Menghidupkan Kembali Nalar Fiqh
Ushul fiqh mengajarkan bahwa setiap hukum memiliki ‘illat — alasan rasional yang membuatnya hidup. Tanpa pemahaman terhadap ‘illat, agama mudah berubah menjadi instruksi mekanis. Salah satu kaidah yang paling penting dalam ushul fiqh menyatakan:
«الحُكْمُ يَدُورُ مَعَ عِلَّتِهِ وُجُودًا وَعَدَمًا»
“Hukum berputar bersama ‘illat-nya, ada dan tiadanya.”
Kaidah ini menuntut kecerdasan membaca konteks. Namun dalam ruang publik hari ini, yang sering muncul justru kebalikannya: seruan-seruan normatif tanpa analisis, fatwa-fatwa instan tanpa penggalian. Ruang dakwah akhirnya dipenuhi suara keras, bukan suara yang memahami akar persoalan.
Di sini para pemikir modern seperti Ali Shariati dan Dr. Musthafa Sakka menjadi relevan kembali. Shariati menekankan bahwa agama harus menghidupkan manusia, bukan membuatnya pasif. Sakka mengingatkan bahwa tradisi Islam memiliki kemampuan besar untuk beradaptasi asalkan akal dihidupkan. Semangat keduanya adalah semangat perlawanan — bukan terhadap otoritas agama, tetapi terhadap kelumpuhan intelektual.

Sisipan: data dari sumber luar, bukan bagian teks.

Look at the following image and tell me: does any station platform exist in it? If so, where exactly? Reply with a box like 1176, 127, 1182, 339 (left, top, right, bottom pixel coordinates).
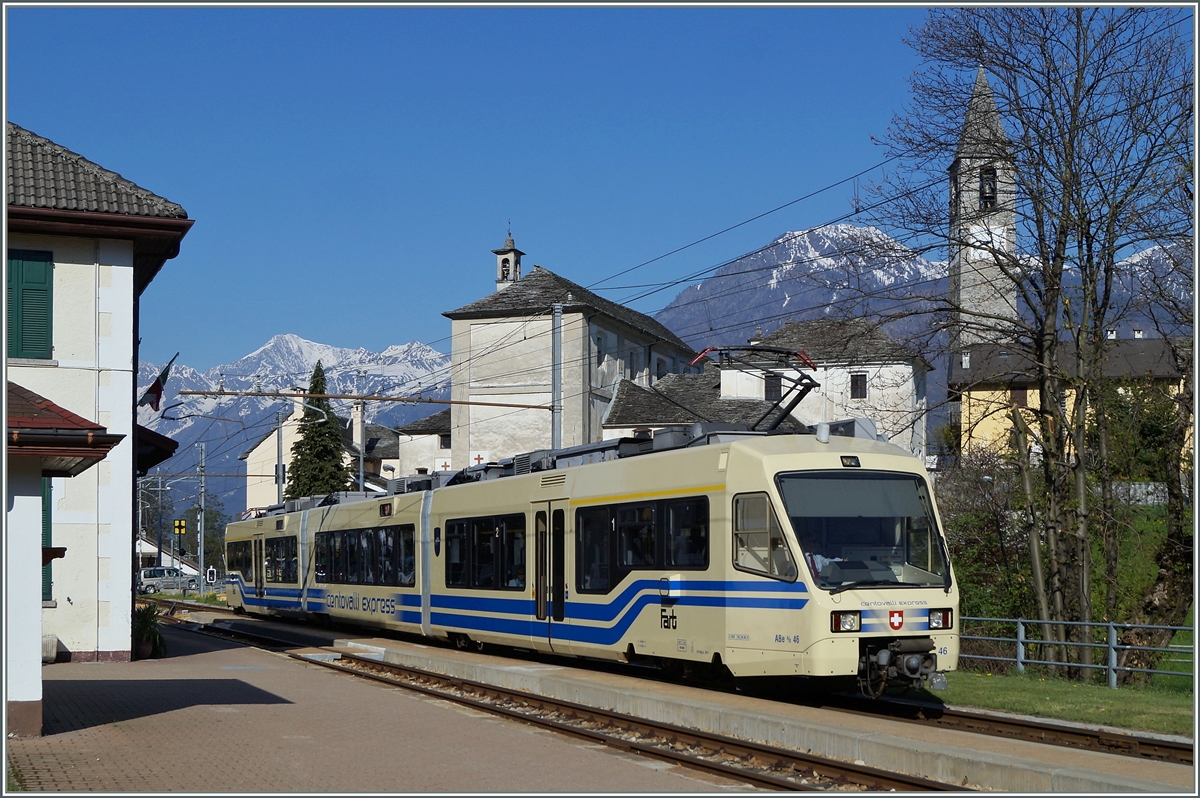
5, 628, 744, 794
304, 637, 1195, 794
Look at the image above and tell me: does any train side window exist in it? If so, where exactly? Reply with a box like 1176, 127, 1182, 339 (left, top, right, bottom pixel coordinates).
264, 536, 299, 584
342, 529, 359, 584
733, 493, 796, 582
617, 504, 654, 568
445, 521, 468, 588
359, 529, 378, 584
499, 515, 526, 590
396, 523, 416, 588
575, 508, 612, 593
313, 532, 329, 584
376, 527, 396, 584
664, 497, 708, 569
470, 518, 498, 588
329, 529, 346, 584
226, 540, 254, 582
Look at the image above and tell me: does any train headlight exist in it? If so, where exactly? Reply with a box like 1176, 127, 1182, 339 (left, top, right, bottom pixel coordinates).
829, 610, 863, 631
929, 610, 954, 629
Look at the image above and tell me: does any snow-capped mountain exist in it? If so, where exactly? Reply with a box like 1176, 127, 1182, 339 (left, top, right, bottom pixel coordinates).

Krisis Spiritualitas yang Tersamar
Ketika dakwah hanya menghibur, ia menumpulkan kesadaran. Orang merasa sudah “beragama” karena melihat konten religius, padahal tidak ada transformasi diri. Agama berubah menjadi konsumsi, bukan perjalanan spiritual. Padahal Al-Qur’an mengingatkan bahwa kebenaran tidak ditemukan oleh telinga atau mata, tetapi oleh hati yang jernih:
.فَإِنَّهَا لَا تَعْمَى الْأَبْصَارُ وَلَٰكِنْ تَعْمَى الْقُلُوبُ الَّتِي فِي الصُّدُورِ
“Sesungguhnya bukan mata yang buta, tetapi hati yang ada di dalam dada.” (QS. Al-Hajj: 46)
Ayat ini menjadi kritik terselubung terhadap zaman yang mengandalkan tontonan. Dakwah viral memang terlihat, tetapi belum tentu menerangi hati.

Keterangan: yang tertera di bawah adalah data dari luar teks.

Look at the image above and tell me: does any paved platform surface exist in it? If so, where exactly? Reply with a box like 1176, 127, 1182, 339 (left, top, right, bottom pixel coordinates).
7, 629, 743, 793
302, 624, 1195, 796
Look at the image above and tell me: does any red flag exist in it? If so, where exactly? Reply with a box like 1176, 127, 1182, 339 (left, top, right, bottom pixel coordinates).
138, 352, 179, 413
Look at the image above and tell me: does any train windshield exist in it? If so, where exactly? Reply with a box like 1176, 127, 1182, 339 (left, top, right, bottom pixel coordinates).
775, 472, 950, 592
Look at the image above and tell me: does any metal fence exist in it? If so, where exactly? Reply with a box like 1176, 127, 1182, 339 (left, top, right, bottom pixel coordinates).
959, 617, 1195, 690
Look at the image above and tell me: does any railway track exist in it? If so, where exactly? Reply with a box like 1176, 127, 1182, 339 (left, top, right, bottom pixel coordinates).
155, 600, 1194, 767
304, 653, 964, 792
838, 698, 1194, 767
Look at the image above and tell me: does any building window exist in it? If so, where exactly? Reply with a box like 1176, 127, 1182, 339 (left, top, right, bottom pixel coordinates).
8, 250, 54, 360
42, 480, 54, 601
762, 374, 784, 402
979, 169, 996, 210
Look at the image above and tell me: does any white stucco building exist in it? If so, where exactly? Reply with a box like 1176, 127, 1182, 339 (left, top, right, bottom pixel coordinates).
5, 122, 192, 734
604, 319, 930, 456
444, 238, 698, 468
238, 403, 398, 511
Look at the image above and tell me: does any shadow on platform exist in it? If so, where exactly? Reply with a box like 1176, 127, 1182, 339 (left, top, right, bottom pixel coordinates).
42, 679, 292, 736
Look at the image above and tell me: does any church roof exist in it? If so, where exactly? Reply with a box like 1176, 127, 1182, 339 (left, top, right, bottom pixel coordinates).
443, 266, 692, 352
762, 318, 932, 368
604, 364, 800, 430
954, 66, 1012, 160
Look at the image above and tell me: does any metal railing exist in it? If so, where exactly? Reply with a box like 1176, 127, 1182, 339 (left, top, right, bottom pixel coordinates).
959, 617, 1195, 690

Kembali ke Tradisi Kejernihan
Agama membutuhkan pembaruan, tetapi bukan yang dangkal. Pembaruan yang sejati muncul dari keberanian untuk membaca ulang sumber-sumber agama secara lebih jernih, lebih cerdas, dan lebih manusiawi. Inilah yang diperjuangkan oleh ulama-ulama modern: menjadikan dakwah sebagai ruang peradaban, bukan ruang sensasi.
Yang dibutuhkan umat hari ini bukan penceramah yang viral, tetapi pemikir yang menyalakan kembali martabat akal dan kedalaman ruhani. Dakwah yang luhur tidak memecah perhatian, tetapi memecah kebodohan. Tidak mengundang tawa kosong, tetapi membangun kesadaran.
Penutup: Cahaya yang Mengajarkan
Dakwah yang baik bukan yang paling banyak ditonton, tetapi yang paling dalam memengaruhi jiwa. Agama harus membawa manusia naik level — dari keramaian menuju kedalaman, dari viralitas menuju pencerahan. Bila dakwah kembali pada misinya, masyarakat akan menemukan lagi bentuk spiritualitas yang membebaskan.
"Ketika dakwah berubah menjadi panggung hiburan, maka yang hilang bukan hanya kedalaman ilmu, tetapi juga martabat akal yang seharusnya dijaga.”